For anybody familiar with their discography, most of this two-disc set will not come as a surprise. In fact the first two full length songs of disc one “Thuggish Ruggish Bone” and “Foe Tha Love of $” are their first two hits respectively from the “Creepin on Ah Come Up” EP way back in 1994, and the next song “1st of Tha Month” was the first hit from 1995’s follow-up “E 1999 Eternal.” There are some soundtrack and solo songs to be found throughout the set though that may be SLIGHTLYless familiar to Bone fans. “Shoot ‘Em Up” comes from “The Great White Hype” soundtrack. “Days of Our Livez” hails from the “Set it Off” soundtrack. Et cetera. It’s also interesting to note they are one of the few groups who can say they recorded with both 2Pac and Notorious B.I.G., and it’s no coincidence that on the first disc their songs “Thug Luv” and “Notorious Thugs” are paired back to back. It’s a testament to not only how popular the Bone Thugs are but how universal their appeal has been, from East coast to West and all around the world.
Disc two’s material is no less satisfying. Opening it with “Look Into My Eyes” from “The Art of War” really starts things off on the right note, it’s the kind of rugged musically and harmonious lyrically track that epitomizes their style and sound to a T. It’s a little ridiculous that there’s not more variety in the first three tracks though, as they all hail from this same album. With the fourth track they dip into Krayzie Bone’s “Thug Mentality” album for the song of the same name, which is appropriate since it featured all of Bone. Unfortunately the formula gets uncreative again at this point, as the next three cuts are all from “BTNH Resurrection.” It’s almost too obvious that the line-up would switch to another solo album at this point, and it does indeed with L-Burna (Layzie Bone) and “Still the Greatest.” The next two songs are from “Thug World Order.” See how it works? The formula is once again disrupted by the Mo Thugs track “Ghetto Cowboy.” At first the formula seems to have ended with Bizzy Bone’s “Thugz Cry,” but the remake of “Home” featuring Phil Collins and “Cleveland Is the City” are also both from “Thug World Order.”

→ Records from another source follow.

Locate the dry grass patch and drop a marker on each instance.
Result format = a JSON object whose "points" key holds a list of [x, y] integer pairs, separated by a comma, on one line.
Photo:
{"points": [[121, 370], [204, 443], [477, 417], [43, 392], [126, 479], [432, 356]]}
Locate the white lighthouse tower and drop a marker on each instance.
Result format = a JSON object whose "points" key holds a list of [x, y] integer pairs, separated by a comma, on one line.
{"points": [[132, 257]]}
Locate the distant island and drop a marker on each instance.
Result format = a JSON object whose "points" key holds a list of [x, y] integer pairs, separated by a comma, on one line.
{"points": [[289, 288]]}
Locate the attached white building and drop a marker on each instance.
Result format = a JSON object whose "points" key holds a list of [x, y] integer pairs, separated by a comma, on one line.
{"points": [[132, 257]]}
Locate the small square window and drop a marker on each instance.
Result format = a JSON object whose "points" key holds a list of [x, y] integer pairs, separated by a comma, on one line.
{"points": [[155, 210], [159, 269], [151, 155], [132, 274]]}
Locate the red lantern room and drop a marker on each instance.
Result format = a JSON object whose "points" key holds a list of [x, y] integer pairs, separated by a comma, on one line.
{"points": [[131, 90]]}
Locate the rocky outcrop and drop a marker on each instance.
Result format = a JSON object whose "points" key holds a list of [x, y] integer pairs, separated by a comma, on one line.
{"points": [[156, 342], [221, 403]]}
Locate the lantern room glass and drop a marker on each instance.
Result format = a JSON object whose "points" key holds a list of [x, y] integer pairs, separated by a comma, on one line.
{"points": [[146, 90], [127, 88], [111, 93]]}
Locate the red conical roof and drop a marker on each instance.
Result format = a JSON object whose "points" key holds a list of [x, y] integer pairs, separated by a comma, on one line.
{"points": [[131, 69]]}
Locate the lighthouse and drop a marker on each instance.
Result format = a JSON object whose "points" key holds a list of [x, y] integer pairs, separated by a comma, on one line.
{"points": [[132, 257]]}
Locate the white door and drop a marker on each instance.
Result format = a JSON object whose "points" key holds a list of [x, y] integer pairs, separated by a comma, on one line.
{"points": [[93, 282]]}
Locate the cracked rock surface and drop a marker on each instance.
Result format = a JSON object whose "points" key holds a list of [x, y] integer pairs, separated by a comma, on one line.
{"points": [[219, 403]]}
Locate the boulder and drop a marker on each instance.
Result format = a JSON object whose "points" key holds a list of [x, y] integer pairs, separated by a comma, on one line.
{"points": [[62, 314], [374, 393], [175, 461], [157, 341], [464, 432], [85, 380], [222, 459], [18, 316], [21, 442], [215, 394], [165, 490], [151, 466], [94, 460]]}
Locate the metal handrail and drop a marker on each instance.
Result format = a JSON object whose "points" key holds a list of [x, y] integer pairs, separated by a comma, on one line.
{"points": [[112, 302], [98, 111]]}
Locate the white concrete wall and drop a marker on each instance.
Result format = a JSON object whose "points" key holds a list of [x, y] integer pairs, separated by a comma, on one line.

Diehard Bone fans may have hoped for something a little more unique on this two disc set, especially given there have been at least two “Collection” albums of Bone tracks before this point that actually had unheard material also released by Ruthless, but this is what it is. It lives up to the “Greatest Hits” billing, they’re all here, including their smash hit “The Crossroads.” The lack of creativity in compiling them together is a little dissapointing, but it doesn’t take away from the fact that this is a solid if somewhat pedestrian showcase of Bone’s best work. A dedicated fan could just as easily have put this set together by ripping the songs and burning their own compilation, but the convenience and the amount of material here (essentially two discs for the price of one) may still make it worthwhile even to their hardcore contingent.